Je ne mangerai pas de tofu. Je n’en ai jamais mangé, et je ne commencerai pas.

Je n’aime pas les bulots et c’est tant mieux.

Je ne mangerai plus de crevettes emballées, décortiquées, sagement rangées, je n’en mangeais pas souvent, mais je ne le ferai plus. Je les prendrai uniquement chez le poissonnier, en vrac, et j’ôterai leur carapace moi-même.

Je savais ce qu’était ce livre (on l’a vu partout) mais je ne savais pas qu’il allait me faire sourire plus d’une fois. C’est un témoignage sur le boulot en usine agro-alimentaire, un texte qui dit, un texte qui crie, un texte qui vomit, un texte débarrassé de tout code littéraire, un texte en vers libres.

J’ai lu plusieurs critiques qui en parlaient comme d’un roman… (C’est même écrit dans la quatrième de couverture.) Là, ça me laisse perplexe. Ce n’est pas l’histoire d’un ouvrier intérimaire qui embauche dans les conserveries de poissons, c’est la vie de l’auteur, ce qu’il a ressenti en travaillant dans ces endroits, ses mots sur ses maux et ceux des autres, ses mots sur son expérience d’ouvrier alors qu’il avait une formation dans un tout autre domaine, son journal intime, son exutoire. Où est le roman ? Je pinaille sur les mots, certes, mais à quoi servent-ils si on les emploie dans un mauvais sens ?

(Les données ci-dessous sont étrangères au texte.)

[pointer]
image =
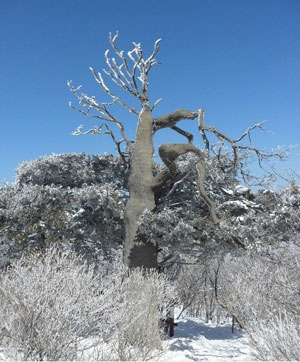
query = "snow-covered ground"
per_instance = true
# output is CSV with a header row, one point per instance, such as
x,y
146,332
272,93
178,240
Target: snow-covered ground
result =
x,y
196,341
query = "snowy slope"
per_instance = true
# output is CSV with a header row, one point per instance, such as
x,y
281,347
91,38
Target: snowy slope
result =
x,y
197,341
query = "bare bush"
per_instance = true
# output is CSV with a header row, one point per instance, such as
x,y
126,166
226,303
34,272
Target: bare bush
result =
x,y
264,295
51,305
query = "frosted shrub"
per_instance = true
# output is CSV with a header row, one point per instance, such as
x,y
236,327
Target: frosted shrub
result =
x,y
53,307
147,298
264,295
49,303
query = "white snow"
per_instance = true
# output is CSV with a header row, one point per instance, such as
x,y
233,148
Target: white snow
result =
x,y
195,340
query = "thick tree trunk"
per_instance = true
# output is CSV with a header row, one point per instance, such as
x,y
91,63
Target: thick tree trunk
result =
x,y
139,252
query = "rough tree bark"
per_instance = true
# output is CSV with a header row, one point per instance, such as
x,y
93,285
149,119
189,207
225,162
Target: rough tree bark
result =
x,y
130,73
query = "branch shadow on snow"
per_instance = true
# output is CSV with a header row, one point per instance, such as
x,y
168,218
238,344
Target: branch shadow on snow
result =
x,y
193,330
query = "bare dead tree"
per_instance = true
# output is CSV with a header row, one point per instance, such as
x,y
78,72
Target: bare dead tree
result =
x,y
130,73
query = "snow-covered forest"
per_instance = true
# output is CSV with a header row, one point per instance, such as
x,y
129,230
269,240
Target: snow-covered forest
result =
x,y
98,251
62,281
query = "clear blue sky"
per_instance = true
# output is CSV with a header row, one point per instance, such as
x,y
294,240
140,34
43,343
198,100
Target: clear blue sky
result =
x,y
238,59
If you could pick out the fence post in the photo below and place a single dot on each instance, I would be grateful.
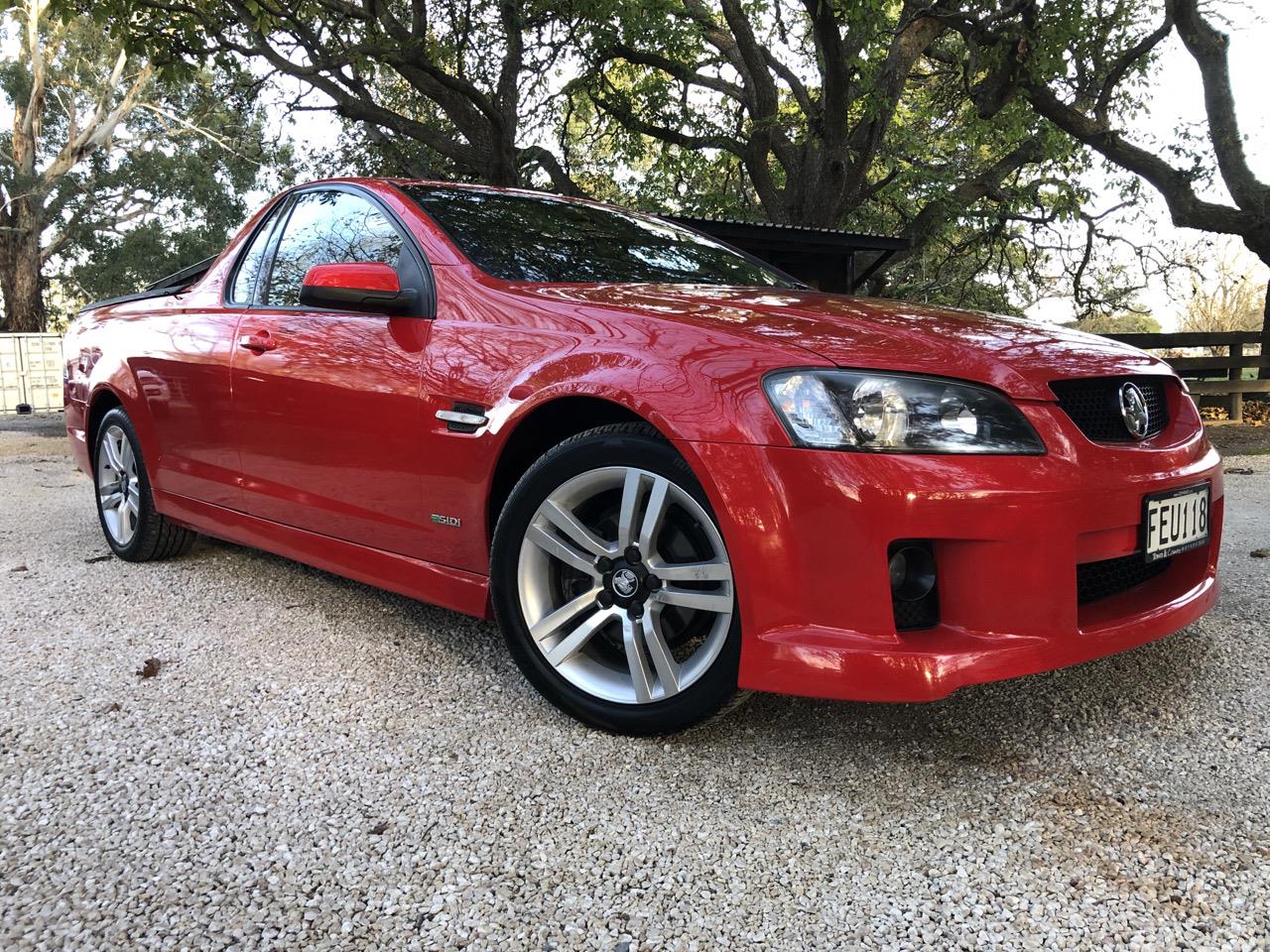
(1236, 412)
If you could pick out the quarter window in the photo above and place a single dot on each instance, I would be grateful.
(327, 227)
(249, 264)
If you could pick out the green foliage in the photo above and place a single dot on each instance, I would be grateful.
(1121, 322)
(163, 191)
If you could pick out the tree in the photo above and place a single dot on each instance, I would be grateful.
(825, 114)
(1228, 299)
(1123, 322)
(100, 148)
(1083, 67)
(461, 80)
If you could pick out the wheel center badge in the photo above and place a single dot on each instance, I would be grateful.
(1133, 409)
(625, 583)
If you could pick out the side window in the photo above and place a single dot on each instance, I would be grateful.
(244, 289)
(327, 227)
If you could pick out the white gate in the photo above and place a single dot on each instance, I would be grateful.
(31, 372)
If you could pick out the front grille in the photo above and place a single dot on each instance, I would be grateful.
(1111, 576)
(1093, 405)
(922, 613)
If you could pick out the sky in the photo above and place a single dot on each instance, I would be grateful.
(1175, 102)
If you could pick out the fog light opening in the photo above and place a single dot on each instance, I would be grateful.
(912, 571)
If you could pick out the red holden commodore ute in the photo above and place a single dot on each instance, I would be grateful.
(670, 471)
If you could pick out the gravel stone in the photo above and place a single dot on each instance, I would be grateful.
(322, 766)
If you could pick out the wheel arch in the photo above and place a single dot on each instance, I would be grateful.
(102, 402)
(541, 428)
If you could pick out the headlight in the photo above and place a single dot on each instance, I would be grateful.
(897, 413)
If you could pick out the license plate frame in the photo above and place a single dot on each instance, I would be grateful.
(1205, 488)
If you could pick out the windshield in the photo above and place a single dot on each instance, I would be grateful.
(545, 239)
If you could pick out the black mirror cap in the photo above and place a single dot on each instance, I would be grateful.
(362, 299)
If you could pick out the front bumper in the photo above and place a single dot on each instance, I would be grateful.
(808, 534)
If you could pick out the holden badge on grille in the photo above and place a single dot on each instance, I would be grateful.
(1133, 409)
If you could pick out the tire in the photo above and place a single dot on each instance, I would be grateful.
(640, 639)
(134, 530)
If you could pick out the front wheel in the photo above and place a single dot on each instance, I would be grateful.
(125, 503)
(612, 585)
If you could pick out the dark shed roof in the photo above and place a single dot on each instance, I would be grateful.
(825, 258)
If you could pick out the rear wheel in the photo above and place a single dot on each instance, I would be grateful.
(612, 584)
(125, 503)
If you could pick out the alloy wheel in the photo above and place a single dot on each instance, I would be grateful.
(117, 485)
(625, 585)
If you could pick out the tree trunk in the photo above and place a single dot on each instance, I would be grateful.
(19, 282)
(1264, 373)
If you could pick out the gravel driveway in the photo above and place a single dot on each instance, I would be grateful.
(318, 765)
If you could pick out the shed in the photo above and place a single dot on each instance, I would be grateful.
(825, 258)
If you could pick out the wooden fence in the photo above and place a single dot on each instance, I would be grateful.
(31, 372)
(1210, 377)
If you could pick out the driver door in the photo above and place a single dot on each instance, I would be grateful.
(325, 402)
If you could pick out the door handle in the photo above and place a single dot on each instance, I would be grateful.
(257, 343)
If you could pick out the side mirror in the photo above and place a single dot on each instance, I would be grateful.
(357, 286)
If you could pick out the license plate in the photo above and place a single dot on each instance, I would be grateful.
(1174, 522)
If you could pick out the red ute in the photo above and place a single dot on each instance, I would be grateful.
(668, 470)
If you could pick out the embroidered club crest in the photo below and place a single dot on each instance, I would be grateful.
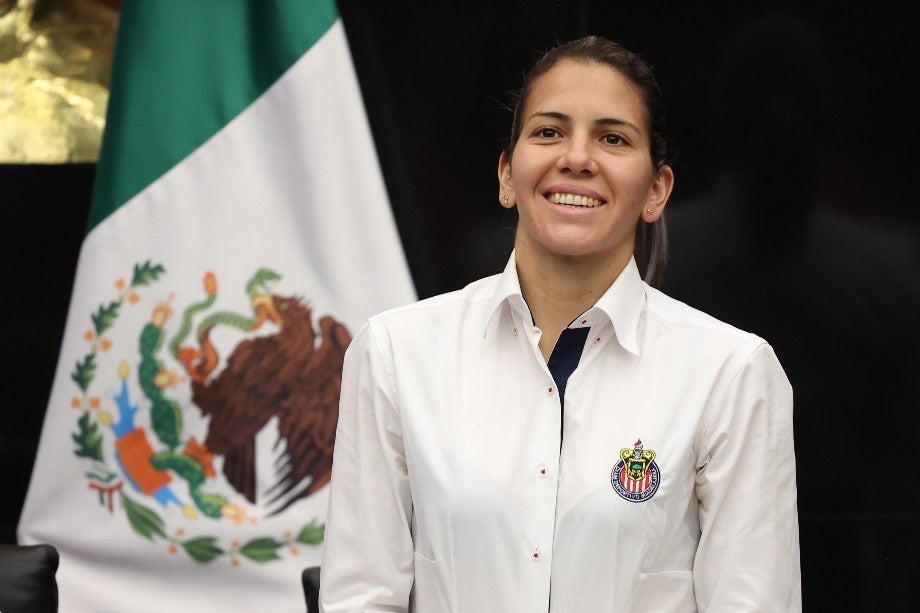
(636, 476)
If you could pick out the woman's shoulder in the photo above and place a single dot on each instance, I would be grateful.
(682, 315)
(440, 306)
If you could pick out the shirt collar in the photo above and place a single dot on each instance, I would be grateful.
(621, 304)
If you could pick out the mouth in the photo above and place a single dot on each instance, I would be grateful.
(574, 200)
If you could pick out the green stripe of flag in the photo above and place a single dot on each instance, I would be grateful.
(172, 93)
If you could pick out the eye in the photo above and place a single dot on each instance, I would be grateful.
(546, 133)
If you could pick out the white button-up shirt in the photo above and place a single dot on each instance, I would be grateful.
(673, 489)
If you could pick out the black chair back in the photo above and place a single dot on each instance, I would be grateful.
(310, 578)
(28, 582)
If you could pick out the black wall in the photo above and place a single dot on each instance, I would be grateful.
(793, 217)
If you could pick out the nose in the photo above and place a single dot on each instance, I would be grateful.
(577, 156)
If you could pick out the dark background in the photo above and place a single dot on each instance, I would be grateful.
(793, 217)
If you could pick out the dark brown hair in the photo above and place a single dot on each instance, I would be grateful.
(651, 245)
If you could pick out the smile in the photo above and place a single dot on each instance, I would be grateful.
(573, 199)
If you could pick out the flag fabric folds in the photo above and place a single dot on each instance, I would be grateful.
(239, 233)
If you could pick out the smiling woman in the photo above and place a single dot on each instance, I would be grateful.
(562, 436)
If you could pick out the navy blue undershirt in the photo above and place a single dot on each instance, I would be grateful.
(565, 357)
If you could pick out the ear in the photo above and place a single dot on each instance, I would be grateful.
(658, 195)
(505, 183)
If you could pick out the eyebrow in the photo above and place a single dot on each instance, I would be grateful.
(604, 121)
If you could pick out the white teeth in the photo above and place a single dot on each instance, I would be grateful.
(574, 200)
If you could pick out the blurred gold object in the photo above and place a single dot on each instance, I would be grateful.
(55, 60)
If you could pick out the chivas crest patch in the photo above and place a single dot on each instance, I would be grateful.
(142, 388)
(636, 476)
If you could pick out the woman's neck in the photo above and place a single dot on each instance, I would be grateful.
(559, 288)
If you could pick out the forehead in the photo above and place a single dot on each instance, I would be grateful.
(591, 89)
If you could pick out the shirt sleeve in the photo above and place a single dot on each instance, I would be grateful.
(748, 554)
(367, 562)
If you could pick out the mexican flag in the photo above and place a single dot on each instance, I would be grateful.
(239, 233)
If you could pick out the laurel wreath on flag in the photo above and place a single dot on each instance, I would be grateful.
(154, 469)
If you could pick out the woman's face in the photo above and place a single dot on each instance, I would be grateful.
(581, 175)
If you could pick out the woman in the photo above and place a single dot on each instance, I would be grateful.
(562, 436)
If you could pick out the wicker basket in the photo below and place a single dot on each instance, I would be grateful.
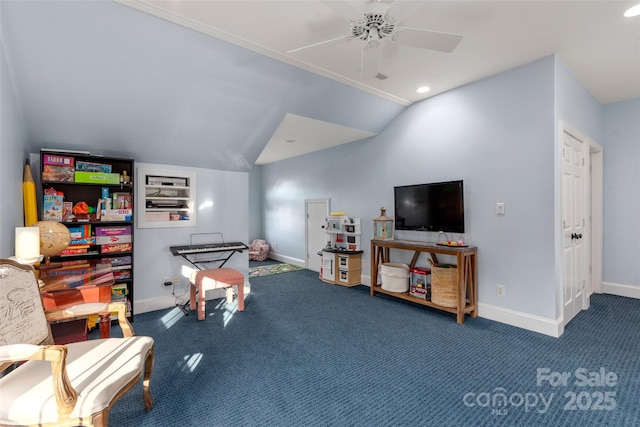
(444, 284)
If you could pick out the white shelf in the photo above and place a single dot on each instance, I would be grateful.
(182, 198)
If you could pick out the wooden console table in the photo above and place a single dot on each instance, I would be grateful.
(466, 262)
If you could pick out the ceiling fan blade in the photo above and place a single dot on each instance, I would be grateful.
(370, 60)
(423, 39)
(330, 42)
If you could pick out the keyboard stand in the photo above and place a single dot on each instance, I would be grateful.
(195, 262)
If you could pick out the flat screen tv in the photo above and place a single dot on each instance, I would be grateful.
(435, 206)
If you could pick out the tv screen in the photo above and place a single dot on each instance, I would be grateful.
(436, 206)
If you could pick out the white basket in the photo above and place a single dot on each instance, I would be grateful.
(395, 277)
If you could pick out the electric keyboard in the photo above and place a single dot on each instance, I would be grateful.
(207, 247)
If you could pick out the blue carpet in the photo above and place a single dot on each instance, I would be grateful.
(306, 353)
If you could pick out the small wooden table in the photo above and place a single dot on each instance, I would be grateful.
(466, 263)
(68, 286)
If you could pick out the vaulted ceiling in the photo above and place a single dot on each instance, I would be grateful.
(210, 83)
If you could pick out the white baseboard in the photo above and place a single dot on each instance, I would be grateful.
(168, 301)
(542, 325)
(621, 290)
(286, 259)
(526, 321)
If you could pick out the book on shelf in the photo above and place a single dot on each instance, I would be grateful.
(116, 247)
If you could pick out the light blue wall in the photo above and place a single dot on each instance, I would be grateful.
(622, 193)
(13, 153)
(575, 106)
(222, 206)
(497, 135)
(122, 82)
(256, 223)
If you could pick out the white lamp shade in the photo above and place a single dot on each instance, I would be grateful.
(27, 244)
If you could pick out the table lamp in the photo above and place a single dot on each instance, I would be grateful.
(27, 245)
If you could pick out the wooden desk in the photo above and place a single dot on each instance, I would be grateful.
(70, 285)
(466, 262)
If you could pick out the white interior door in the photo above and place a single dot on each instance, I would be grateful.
(573, 224)
(316, 210)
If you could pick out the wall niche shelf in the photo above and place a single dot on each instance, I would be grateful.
(166, 198)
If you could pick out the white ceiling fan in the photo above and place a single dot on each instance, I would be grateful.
(371, 22)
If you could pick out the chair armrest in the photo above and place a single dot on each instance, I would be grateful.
(121, 309)
(17, 352)
(66, 395)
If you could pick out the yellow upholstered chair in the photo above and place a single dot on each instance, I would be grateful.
(43, 384)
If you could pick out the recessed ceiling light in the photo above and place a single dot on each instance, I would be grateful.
(634, 11)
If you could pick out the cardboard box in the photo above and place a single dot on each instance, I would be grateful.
(420, 286)
(106, 240)
(116, 215)
(83, 241)
(54, 159)
(52, 208)
(58, 173)
(116, 247)
(113, 231)
(80, 232)
(97, 177)
(93, 167)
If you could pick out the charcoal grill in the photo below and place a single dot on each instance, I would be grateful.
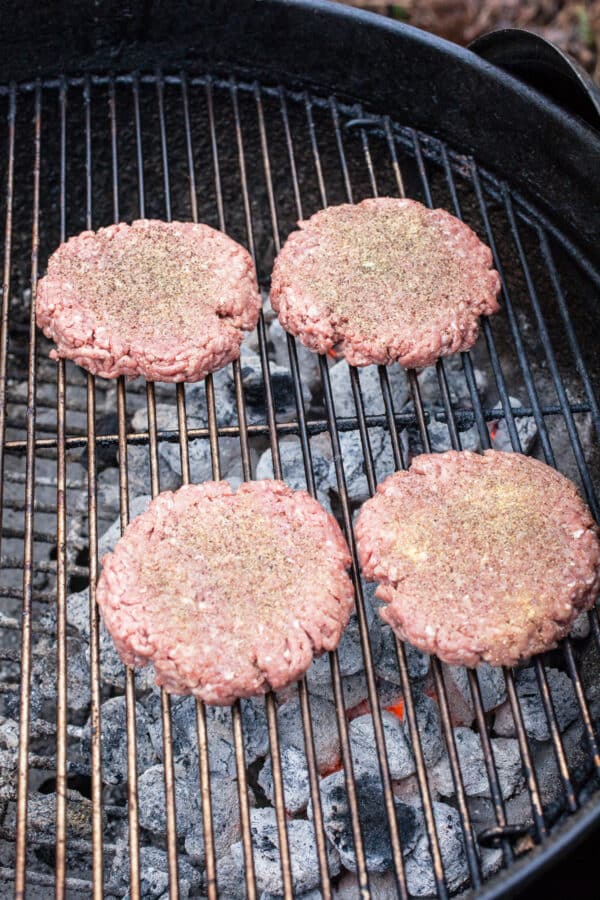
(248, 116)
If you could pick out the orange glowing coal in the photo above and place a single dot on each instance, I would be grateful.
(397, 709)
(330, 769)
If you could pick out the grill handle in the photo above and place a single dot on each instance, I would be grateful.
(543, 66)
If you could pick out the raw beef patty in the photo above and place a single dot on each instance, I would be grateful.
(480, 557)
(384, 281)
(228, 594)
(166, 300)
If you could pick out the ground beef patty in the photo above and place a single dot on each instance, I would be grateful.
(480, 557)
(227, 593)
(166, 300)
(384, 281)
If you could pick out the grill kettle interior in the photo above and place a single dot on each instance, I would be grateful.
(130, 94)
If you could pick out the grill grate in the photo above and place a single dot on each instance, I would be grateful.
(250, 160)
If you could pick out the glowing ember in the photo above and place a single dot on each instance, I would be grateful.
(397, 709)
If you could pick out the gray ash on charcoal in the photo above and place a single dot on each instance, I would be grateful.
(534, 714)
(265, 841)
(222, 760)
(338, 823)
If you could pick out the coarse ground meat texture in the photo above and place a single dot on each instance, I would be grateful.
(166, 300)
(384, 281)
(228, 594)
(485, 557)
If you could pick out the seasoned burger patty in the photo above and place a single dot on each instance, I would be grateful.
(384, 281)
(480, 557)
(166, 300)
(227, 593)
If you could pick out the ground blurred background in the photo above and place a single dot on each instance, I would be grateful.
(573, 26)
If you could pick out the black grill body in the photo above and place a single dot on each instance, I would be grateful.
(249, 116)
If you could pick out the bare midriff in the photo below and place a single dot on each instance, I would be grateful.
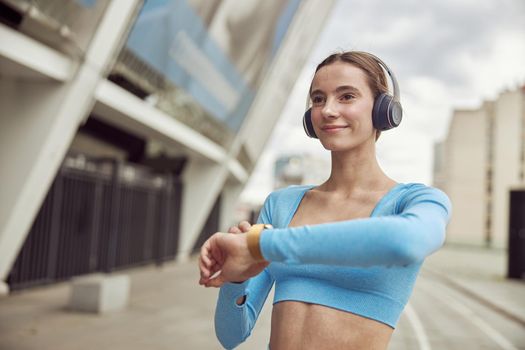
(298, 325)
(304, 326)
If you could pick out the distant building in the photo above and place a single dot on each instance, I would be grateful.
(481, 159)
(300, 170)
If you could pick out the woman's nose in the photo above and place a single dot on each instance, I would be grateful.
(329, 110)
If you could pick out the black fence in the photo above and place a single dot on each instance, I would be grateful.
(100, 215)
(516, 257)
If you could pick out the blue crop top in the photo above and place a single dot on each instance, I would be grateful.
(364, 266)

Cela n’enlève rien à la qualité de ce texte, de ces feuillets d’usine comme l’auteur le sous-titre très justement d’ailleurs… Pourquoi toujours vouloir mettre les livres dans des cases, ce livre est atypique, inclassable, il est et cela suffit !

Après l’usine de conserveries de poissons, l’abattoir. C’est dur autrement, c’est physique autrement, c’est sanglant. Et pourtant, il ne tranche pas, il ne décapite pas, il nettoie, il pousse des carcasses à l’infini. Il use son corps contre les corps morts des animaux.

Un texte dans lequel la poésie est omniprésente, dans lequel les écrits de grands auteurs côtoient les paroles d’ouvriers, un texte sincère, honnête, rythmé, un texte qui raconte la condition des ouvriers, l’abrutissement répétitif.

A lire, mais surtout à relire, à voix haute, à voix basse, comme on se repasse indéfiniment une chanson qui nous touche.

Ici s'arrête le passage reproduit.